Mitarbeiterinnen und Mitarbeiter in der Psychiatrie sind während ihres Arbeitsalltages regelmäßig mit Menschen konfrontiert, die krankheits- und situationsbedingt unter Stress stehen. Diese Menschen zeigen evt. auch eine höhere Bereitschaft zu aggressiven und unkontrollierten Verhaltensweisen bis hin zur Selbst- und Fremdgefährdung. Dies bedingt wiederum Stress bei Mitarbeiterinnen und Mitarbeitern, die deshalb für solche Situationen in besonderer Weise geschult sein müssen. Es kann begründet vermutet werden, dass gewalt- und konfliktpräventives Verhalten in solchen Situationen nicht nur die einzelne Situation an sich zufriedenstellender gestaltet und die Mitarbeiterinnen und Mitarbeiter vor Übergriffen schützt, sondern die Behandlung auch durch die Patientinnen und Patienten konfliktärmer erlebt wird und somit nachhaltig zur Verbesserung des Stationsmilieus beiträgt.
Im Jahr 1998 entwickelte sich eine erfreuliche Zusammenarbeit mit der Polizeidirektion Münster, die jahrelange Erfahrungen mit Deeskalationstechniken sowie Schutztechniken hatte und diese für ihre Beschäftigten zusammenstellte, vermittelte und evaluierte. Nachdem mit den Trainern der Polizei die Inhalte für die Klinik konkretisiert und eingegrenzt wurden, führten diese viermal ein dreitägiges Seminar mit jeweils 16 Teilnehmern, vorrangig von den geschützten Stationen der LWL-Klinik Münster, mit sehr gutem Ergebnis durch. Der LWL-Klinik Münster ist es im ersten Schritt wichtig, dass Gewaltsituationen erst gar nicht aufkommen, eine Eskalation möglichst vermieden werden kann. Sollte es doch zu einem Übergriff kommen, so müssen die Mitarbeiterinnen und Mitarbeiter erst im zweiten Schritt erlernen, wie solche Situationen beherrscht und gesteuert werden können und wie man sich dabei am besten schützt.
Aufgrund enger personeller Ressourcen der Polizei und den nicht unerheblichen Kosten für die LWL-Klinik Münster wurde im Jahre 2000 eine Trainerausbildung für Mitarbeiterinnen und Mitarbeiter von Kliniken gemeinsam mit der Polizei erarbeitet, so dass die Kliniken die Präventionsschulungen selbständig durchführen können.
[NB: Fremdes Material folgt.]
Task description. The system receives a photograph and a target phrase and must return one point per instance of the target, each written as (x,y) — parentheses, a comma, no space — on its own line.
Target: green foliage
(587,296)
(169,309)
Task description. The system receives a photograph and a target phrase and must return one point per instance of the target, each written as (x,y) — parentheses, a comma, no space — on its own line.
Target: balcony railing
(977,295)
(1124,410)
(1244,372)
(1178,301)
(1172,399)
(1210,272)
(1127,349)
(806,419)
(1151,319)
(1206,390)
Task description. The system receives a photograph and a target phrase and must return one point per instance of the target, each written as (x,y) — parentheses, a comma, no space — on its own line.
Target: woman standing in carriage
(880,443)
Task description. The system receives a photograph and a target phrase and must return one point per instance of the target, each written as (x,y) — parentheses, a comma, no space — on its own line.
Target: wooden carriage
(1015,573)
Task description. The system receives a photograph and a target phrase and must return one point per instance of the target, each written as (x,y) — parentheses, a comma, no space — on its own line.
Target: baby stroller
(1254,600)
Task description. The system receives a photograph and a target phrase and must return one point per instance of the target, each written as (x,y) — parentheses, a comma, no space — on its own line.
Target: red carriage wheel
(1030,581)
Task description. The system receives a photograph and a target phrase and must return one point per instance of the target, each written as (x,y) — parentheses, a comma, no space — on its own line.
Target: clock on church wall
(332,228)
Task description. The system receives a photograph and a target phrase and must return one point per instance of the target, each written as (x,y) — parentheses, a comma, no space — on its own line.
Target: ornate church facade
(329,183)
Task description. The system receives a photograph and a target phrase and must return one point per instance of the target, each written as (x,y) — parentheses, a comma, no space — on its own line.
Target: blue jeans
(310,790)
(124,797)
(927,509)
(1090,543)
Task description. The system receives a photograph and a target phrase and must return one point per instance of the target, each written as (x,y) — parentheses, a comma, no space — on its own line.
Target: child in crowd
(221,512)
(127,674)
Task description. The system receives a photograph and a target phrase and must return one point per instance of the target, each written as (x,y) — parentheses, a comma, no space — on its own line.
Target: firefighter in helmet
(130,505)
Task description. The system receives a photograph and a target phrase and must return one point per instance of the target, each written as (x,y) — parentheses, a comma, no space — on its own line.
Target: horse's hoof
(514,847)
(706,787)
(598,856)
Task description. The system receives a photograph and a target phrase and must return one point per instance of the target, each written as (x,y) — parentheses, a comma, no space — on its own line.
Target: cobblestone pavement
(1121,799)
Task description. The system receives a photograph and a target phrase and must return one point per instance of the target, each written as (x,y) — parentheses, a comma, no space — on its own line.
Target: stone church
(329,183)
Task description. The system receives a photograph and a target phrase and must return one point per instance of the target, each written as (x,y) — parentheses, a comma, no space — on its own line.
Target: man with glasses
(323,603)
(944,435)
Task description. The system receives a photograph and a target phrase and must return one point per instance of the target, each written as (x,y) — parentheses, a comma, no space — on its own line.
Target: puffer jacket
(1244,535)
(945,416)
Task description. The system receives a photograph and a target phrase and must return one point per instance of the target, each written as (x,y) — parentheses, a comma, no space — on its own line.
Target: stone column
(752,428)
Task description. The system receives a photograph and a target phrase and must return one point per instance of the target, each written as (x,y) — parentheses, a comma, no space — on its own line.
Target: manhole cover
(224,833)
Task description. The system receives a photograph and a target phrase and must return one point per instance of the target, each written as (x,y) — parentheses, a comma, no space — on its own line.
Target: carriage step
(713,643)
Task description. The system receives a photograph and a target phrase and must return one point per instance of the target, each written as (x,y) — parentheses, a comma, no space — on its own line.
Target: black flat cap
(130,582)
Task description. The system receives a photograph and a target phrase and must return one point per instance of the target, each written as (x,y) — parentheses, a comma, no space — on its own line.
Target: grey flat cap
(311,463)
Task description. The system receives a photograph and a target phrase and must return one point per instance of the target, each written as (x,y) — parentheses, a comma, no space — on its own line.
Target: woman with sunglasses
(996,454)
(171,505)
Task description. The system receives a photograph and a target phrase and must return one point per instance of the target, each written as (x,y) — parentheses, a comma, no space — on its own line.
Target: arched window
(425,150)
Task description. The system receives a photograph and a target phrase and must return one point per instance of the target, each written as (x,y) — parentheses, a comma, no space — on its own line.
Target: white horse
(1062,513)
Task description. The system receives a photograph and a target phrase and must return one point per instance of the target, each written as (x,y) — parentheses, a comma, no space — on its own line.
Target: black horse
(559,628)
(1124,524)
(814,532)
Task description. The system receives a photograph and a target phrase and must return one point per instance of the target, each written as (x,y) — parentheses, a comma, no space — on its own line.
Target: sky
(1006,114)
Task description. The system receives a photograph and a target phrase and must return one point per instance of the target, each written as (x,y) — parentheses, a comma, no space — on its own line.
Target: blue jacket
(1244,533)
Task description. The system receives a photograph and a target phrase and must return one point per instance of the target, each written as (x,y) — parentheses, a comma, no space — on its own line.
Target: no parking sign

Diese Trainerausbildungen fanden bisher siebenmal mit jeweils durchschnittlich zehn Teilnehmern statt.
Die Trainerausbildung umfasst zwei Elemente.
Die LWL Klinik Münster hat bisher für sich ausreichend Trainer ausgebildet. Diese werden mittlerweile auch von anderen Einrichtungen angefordert, was aus Sicht der Klinik wünschenswert ist, da auf diese Weise die Trainer ständig praktische Erfahrungen sammeln.
Deeskalationstrainer/-innen/Schutztechnikentrainer/-innen:
Elisabeth Sycha-Nergert, Stationen 15.2, 15.3, Suchtambulanz
Heike Voß, Station 15.2
Rainer Heckendorf, Station 16.1
Julius Piehl, Stationen 25.2 und 26.4
__
Heinz Geldermann, Schule, Deeskalationstrainer
Markus Glaß, Station 15.1, Schutztechnikentrainer
Daniela Deußing, Station 17.1, Schutztechnikentrainerin
Matthias Mohring, Station 17.2, Schutztechnikentrainer
Carolin Ahlers, Station 21.2, Schutztechnikentrainer
__
In-Ausbildung Deeskalation, Schutztechniken:
Sandra Schaffasch, Schule
Robert Schmitz, Station 26.1
__
Die Trainerausbildungen werden von der Klinik unter der Voraussetzung für externe Teilnehmer weiter angeboten, dass mindestens acht Teilnehmer für einen Kurs angemeldet werden.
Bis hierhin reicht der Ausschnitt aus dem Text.